Men che meno vogliono prendersi la responsabilità i medici, che il protocollo, così come è stato licenziato in prima istanza, individua come principali responsabili di ogni decisione sulla salute dei calciatori (e questo, sulla carta, potrebbe anche starci) ma di conseguenza anche sulla effettiva ripartenza o meno del calcio italiano. Perché sulla base delle prassi codificate nel protocollo, alla prima positività dovranno essere i medici a dire se il resto della squadra può proseguire nell’attività (con tutti i rischi del caso) o fermarsi, di fatto quindi bloccando gli ingranaggi di quella macchina dei sogni che è il pallone.

I TIFOSI: «NON SENZA DI NOI»

Calciatori come i normali cittadini?

Per quanto snocciolato in modo complicato, il concetto è molto semplice: se i calciatori devono seguire le stesse misure anticontagio prescritte ai cittadini normali allora non si gioca né ci si allena finché non ci sarà un vaccino. Appurato che ciò non è possibile – perché significherebbe di fatto uccidere molti club, se non addirittura il sistema calcio in Italia – bisogna trovare una via alternativa. Ma chi se la prende la responsabilità? Non certo i medici dei singoli club, che infatti già minacciano dimissioni in massa. In teoria dovrebbero essere i vertici istituzionali, quelli del calcio e quelli del paese. Ma su questo fronte nicchiano tutti – presidenti e politici – sventolando a parole il mantra del periodo (che fino a qualche settimana fa era «la salute innanzitutto» e ora è diventato «salviamo il calcio»).

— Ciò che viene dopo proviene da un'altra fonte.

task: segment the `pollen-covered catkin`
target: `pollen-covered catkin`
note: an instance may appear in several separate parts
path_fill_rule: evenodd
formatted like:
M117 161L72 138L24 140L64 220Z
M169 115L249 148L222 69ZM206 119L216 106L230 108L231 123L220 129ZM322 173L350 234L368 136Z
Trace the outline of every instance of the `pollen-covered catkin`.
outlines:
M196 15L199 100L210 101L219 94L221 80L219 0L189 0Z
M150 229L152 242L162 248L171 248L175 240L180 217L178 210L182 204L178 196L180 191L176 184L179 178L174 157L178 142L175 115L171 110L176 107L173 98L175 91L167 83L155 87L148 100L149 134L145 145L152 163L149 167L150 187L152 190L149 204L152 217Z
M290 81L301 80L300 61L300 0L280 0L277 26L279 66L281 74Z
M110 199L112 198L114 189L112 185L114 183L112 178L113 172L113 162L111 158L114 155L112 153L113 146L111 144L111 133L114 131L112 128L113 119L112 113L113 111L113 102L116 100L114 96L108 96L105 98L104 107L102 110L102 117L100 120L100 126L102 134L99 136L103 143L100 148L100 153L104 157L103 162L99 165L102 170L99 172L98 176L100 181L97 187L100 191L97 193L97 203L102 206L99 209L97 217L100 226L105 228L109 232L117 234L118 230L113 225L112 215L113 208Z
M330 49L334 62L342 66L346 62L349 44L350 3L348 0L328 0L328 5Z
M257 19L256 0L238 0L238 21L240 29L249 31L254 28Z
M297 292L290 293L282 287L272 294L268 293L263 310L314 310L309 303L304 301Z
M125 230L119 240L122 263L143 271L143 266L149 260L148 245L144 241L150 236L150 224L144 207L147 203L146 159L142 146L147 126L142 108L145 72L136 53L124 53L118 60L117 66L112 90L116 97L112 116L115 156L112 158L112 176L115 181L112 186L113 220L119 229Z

Che ne sarà delle coppe europee?

Intanto da oltreconfine iniziano a preoccuparsi perché il blocco del calcio italiano – dopo quello francese – sarebbe un bel colpo anche per le competizioni europee, dove il nostro paese è ancora presente con tre squadre in Champions (Juventus, Napoli e Atalanta) e due in Europa League (Inter e Roma). Da dire che pure l’Uefa non è stata in grado di stabilire una linea comune, che è inevitabile per le coppe, ma non solo. Però proprio per questo discorso la sensazione è che, in un modo o nell’altro, la serie A riparta, magari sforando sui tempi imposti dall’Uefa e sui quali la federazione ha già fatto sapere che potrà chiudere un occhio, se non entrambi.

La mutualità

Alla ripresa della serie A guardano con speranza anche le categorie inferiori, non, come si dice, perché potrebbe essere un viatico alla ripresa anche in serie B e in serie C, ma perché dal riavvio del sistema nella sua parte più ricca ricadranno a cascata soldi anche a valle, salvando molti bilanci. Il nodo sarà trovare una soluzione che consenta di dare i nomi di promosse e retrocesse senza che ci siano strascichi legali. E da questo punto di vista il governo ha fornito un bell’assist alle leghe, con una norma ‘ad hoc’ che potrebbe essere inserita nel coiddetto Decreto Rilancio per mettere al riparo le federazioni dai ricordi dei club, affidando tutto, per competenza, al collegio di garanzia del Coni.

Stipendi, accordo (quasi) con tutti

Mentre a Terni l’accordo è stato trovato da tempo, a Gubbio si tratta ancora, con il presidente Notari che ha trovato un discreto muro fra i tesserati, con anche il tecnico Torrente che si è schierato contro il taglio (ma va detto che il monte ingaggi dei rossoblù è assai più basso di quello delle Fere). Situazione interlocutoria, infine, a Perugia. Sul sito ufficiale ormai da tre settimane le uniche news sono quelle per fare gli auguri ai tesserati. I dirigenti non parlano pubblicamente e sui giornali arriva solo qualche spiffero. A quanto si legge, Santopadre ha ottenuto uno ‘sconto’ di un mese e mezzo, ma non da tutti i tesserati. Ce ne sono 4 che non si sono convinti e che, salvo novità, percepiranno tutto. Anche per questo motivo, la società non ha ancora deciso se e quando riprendere gli allenamenti, probabilmente subodorando che la ripresa dei tornei non sarà certo imminente.